The second time, I was less fortunate. I was all alone. It was crawling slowly across the floor and I had no idea what to do besides shriek with no one to hear, much less care. To squash it with a shoe would be awful—to see that gross goo come out… there would be a lot of it, because it was enormous! It would be too disgusting. I shrank with revulsion at the thought. What could I do? I couldn’t call the doorman. He wasn’t allowed to leave his desk. But necessity is the mother of invention. Without startling the roach, so it wouldn’t pick up speed, I stealthily pulled out the vacuum cleaner from the closet, plugged it in and sucked it up. Ahh… it was so satisfying. Mission accomplished in one clean stroke! But in a minute, I heard, cush, cush, cush, cush… It had survived and was struggling to get free. I ran the vacuum again, hoping it would do the trick. But no, it was indestructible. (What is the saying? After a nuclear war, there will only be roaches and Keith Richards?) I could hear it, cush, cush, cush cush… What would I do now? The problem was, my vacuum had the kind of vacuum bag that you have to empty and reuse. I’d have to dump the contents of the vacuum bag out into another bag and I was certain the roach would crawl back out and escape and I’d be back to square one, or worse—I imagined it attacking me with vengeance. I couldn’t just throw the whole thing out. Again, I thought of going to the doorman, but it was too preposterous. I kept running the vacuum over and over, buying time, while racking my brain. Finally, I had the solution. After running the vacuum to stun the roach, I quickly opened the vacuum and put the vacuum bag into a plastic bag and tied it tight before the insect could recover. By the time the first cush cush sounds resumed, I was putting the entire thing into the freezer. I didn’t think even a roach could survive that. I felt very proud. But the job wasn’t completely finished yet.
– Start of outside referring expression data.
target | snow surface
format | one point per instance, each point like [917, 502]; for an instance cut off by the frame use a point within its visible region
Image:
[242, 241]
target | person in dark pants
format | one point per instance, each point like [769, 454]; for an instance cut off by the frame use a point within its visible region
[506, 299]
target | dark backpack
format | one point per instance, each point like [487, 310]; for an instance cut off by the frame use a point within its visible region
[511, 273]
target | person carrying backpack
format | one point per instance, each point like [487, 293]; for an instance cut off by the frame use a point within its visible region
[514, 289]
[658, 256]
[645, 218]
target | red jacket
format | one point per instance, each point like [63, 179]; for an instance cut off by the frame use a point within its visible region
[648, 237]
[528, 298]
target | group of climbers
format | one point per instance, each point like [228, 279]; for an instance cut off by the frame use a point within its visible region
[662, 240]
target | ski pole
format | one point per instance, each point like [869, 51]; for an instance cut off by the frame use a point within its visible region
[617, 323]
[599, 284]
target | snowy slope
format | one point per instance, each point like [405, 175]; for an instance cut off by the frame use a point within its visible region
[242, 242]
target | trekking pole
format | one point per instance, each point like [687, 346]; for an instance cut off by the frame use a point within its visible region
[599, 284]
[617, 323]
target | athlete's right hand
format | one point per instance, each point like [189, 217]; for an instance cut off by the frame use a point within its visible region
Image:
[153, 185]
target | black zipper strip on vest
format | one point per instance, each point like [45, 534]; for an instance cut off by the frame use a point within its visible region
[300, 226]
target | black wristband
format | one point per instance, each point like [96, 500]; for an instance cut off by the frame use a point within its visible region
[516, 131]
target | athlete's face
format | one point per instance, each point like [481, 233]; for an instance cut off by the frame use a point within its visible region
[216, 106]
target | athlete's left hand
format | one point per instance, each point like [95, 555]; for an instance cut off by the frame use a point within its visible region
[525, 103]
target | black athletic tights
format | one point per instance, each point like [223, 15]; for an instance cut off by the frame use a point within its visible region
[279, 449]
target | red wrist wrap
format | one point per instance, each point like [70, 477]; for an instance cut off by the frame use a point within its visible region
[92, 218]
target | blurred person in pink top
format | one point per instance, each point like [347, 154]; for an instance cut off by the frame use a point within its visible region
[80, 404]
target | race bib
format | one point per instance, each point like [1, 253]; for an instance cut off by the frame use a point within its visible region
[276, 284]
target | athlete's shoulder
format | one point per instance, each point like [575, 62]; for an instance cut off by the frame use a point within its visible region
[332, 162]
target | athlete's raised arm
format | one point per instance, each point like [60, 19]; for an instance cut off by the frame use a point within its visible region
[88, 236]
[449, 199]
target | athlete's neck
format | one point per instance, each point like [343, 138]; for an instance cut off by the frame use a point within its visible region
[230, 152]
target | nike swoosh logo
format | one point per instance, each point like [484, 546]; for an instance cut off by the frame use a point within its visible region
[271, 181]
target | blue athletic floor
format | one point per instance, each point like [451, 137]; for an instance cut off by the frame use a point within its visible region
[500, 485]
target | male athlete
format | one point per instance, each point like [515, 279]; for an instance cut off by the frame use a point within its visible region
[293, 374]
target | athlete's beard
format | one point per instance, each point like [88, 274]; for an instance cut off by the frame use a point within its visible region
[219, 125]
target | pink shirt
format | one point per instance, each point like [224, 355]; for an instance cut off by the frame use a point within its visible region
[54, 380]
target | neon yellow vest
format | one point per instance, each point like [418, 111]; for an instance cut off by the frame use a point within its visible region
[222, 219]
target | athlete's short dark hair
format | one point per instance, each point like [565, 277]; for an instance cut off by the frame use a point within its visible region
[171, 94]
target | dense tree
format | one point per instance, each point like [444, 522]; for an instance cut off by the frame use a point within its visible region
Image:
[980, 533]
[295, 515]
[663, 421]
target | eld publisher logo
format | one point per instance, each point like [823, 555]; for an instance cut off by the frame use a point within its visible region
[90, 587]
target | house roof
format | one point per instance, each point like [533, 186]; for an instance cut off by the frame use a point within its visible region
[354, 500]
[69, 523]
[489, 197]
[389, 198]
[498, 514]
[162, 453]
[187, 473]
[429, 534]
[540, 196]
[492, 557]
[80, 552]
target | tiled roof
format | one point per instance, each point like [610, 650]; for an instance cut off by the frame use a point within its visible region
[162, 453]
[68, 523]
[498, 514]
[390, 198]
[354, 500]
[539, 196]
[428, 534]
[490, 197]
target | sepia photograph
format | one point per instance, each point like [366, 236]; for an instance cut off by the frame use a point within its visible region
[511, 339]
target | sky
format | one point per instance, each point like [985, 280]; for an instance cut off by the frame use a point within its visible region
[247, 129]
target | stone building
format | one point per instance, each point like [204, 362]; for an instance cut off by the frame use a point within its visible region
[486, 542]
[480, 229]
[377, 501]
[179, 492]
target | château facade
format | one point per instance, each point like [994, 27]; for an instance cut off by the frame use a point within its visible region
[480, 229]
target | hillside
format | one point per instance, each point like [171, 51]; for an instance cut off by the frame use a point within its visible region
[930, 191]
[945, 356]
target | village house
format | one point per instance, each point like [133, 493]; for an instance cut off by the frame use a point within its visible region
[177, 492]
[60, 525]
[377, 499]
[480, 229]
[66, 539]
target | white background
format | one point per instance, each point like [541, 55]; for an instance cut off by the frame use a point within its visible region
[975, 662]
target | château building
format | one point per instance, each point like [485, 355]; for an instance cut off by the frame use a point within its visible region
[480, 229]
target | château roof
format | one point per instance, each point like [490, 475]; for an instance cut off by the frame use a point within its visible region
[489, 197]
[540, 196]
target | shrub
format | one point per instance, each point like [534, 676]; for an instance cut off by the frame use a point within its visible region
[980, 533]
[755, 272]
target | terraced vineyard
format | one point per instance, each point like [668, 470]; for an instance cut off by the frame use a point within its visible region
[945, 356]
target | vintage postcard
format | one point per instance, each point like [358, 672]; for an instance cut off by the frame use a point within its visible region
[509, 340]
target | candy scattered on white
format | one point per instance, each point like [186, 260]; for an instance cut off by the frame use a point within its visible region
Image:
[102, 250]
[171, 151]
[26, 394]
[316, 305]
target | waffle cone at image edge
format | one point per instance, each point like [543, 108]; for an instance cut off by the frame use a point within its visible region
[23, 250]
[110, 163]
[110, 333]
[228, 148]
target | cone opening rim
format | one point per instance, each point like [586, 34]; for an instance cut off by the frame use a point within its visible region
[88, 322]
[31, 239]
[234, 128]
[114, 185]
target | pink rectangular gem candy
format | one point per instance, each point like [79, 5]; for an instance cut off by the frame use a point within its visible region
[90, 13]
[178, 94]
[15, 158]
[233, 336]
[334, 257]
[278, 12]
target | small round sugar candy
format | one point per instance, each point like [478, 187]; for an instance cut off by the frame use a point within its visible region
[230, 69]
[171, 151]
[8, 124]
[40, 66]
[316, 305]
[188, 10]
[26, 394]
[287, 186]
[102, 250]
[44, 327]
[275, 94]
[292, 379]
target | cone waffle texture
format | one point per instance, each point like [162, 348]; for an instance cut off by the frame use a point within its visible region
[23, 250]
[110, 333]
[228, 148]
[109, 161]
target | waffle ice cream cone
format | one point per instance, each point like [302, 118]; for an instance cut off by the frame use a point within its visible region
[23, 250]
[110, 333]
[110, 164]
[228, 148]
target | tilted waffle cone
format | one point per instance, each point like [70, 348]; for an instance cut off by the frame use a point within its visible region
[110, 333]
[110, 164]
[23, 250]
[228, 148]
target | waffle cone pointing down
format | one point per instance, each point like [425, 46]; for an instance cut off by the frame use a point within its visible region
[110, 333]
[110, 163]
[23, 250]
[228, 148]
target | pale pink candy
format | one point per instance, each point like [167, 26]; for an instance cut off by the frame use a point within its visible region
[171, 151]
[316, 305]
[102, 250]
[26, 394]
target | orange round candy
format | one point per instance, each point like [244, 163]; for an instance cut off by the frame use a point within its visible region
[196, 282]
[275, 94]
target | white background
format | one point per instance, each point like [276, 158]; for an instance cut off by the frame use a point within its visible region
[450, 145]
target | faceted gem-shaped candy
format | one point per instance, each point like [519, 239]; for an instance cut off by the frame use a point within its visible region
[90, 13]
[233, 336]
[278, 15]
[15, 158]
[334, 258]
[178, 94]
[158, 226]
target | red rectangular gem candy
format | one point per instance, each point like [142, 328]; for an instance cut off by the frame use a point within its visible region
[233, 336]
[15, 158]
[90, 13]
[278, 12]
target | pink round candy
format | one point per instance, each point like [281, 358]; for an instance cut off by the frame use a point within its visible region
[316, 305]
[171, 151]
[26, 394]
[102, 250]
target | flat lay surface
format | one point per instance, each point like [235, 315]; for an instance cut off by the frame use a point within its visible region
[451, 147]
Though the days went by, I couldn’t bring myself to empty the vacuum bag with even (I hoped) a frozen roach. Before I was forced to need to use the vacuum cleaner again, I left town. Meanwhile, I’d had an idea. My Belgian friend was going to stay at my place for a few days while I was away. I figured he owed me. ‘Could you please do me a favour?’ I wrote in French by email. ‘In the freezer, there is a big plastic bag with a vacuum bag inside. Could you take it out and dump out the contents of the vacuum bag into the garbage and throw it out for me?’ Of course I didn’t explain why the vacuum bag was in the freezer and why I was asking him to do this for me. But he didn’t ask and what you don’t know doesn’t hurt you. Plus, he was a guy, after all. ‘With great pleasure,’ he wrote back gallantly and then reported that the job was done. When I returned home a few weeks later, thrilled by my cleverness, I hunted around for the vacuum bag so I could finally vacuum. I couldn’t find it. I wrote my friend and asked what had happened to it. Why, he’d thrown it all in the garbage of course! ‘Oh no,’ I wrote him. ‘You weren’t supposed to throw out everything, only the garbage inside the filter.’ I could have done that myself, I thought. Ugh. I couldn’t just buy a new filter so I had to buy a new vacuum cleaner. That had been an expensive roach. But I made sure the new vacuum cleaner has disposable bags so when the new culprit arrives—hopefully not any time soon or even better, never, I’m ready.